I have begun to wonder whether some of the stigma around agency workers, in some part, stems from jealousy.
Fiscal benefits aside, relief work can often help re-establish the crazy work-life balance that is a common side effect of being a chef. The long hours and late nights translate into a warped social life, plenty of cuts and burns, alongside an unhealthy dose of stress.
Being an agency chef, in particular being a CJUK chef, offers a distinctly healthier and sustainable alternative to a permanent role as a chef. Control over their work life affords more quality time with their partners, children and friends and this allows them to sustain their passion for cooking without burning themselves out.

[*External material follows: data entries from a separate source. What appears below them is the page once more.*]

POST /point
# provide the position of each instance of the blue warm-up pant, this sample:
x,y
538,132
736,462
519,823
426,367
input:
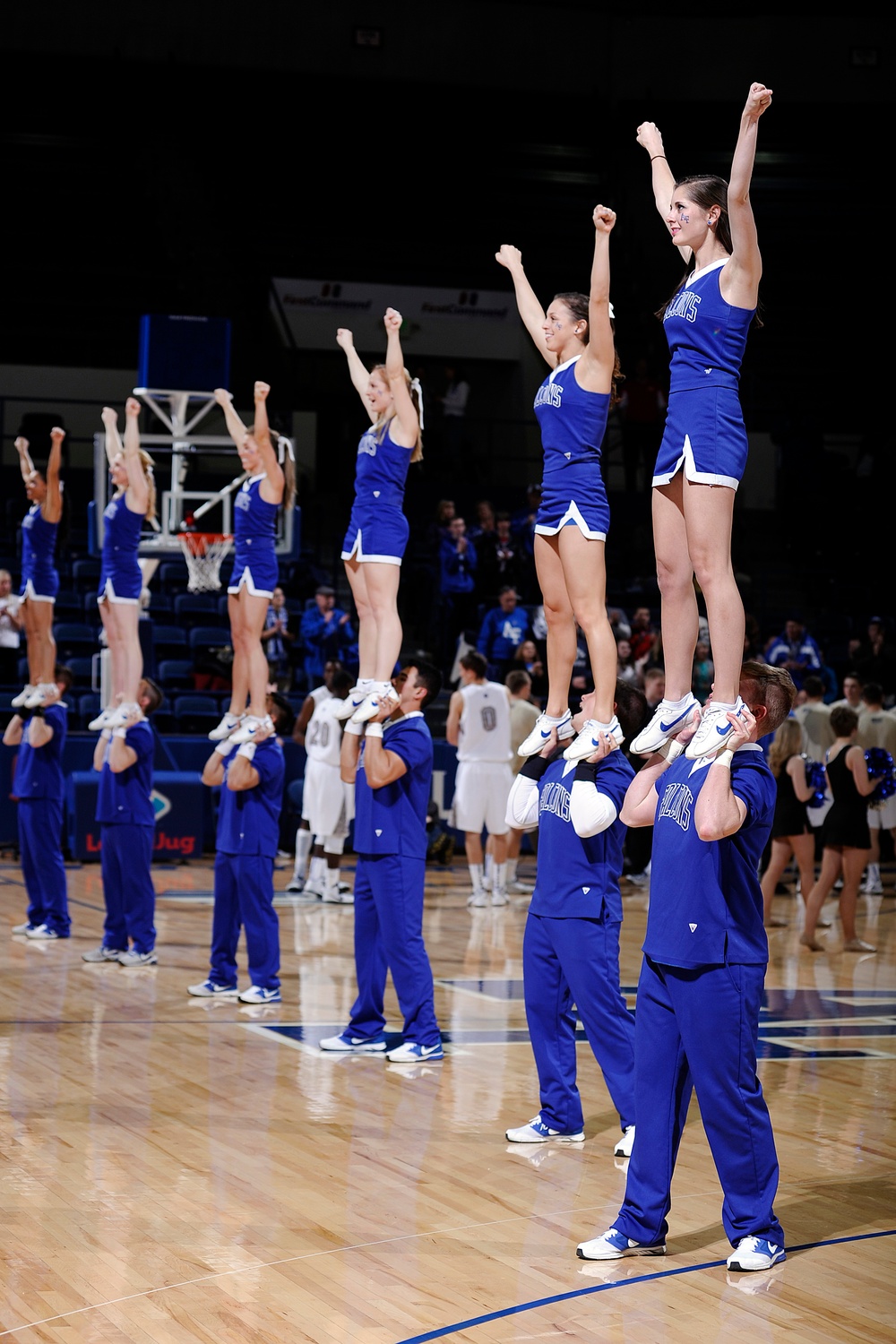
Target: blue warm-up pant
x,y
245,895
42,866
699,1030
125,860
389,935
565,962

Unfortunately, these aren’t the agency chefs that get talked about. Being such a close knit industry it is easy to understand how horror stories travel fast and, although unfortunate, it is certainly understandable.
A story about a chef turning up drunk is far more interesting than a story about someone that turns up on time and does their job.
There will always be good and bad staff in any industry but agencies can have an effect on this. With many members of the team joining from hospitality backgrounds, the uniqueness of CJUK is that they understand the industry.
By searching for the most professional, committed chefs who consider interim work a serious career choice, CJUK are repairing the damaged reputation of agency chefs nationwide.
They are supportive, understanding and work incredibly hard to make sure both the candidate and client benefit.
Experiencing the effort that goes into the CJUK chefs behind the scenes, and being able to appreciate the bigger picture has certainly improved my opinion of agency workers.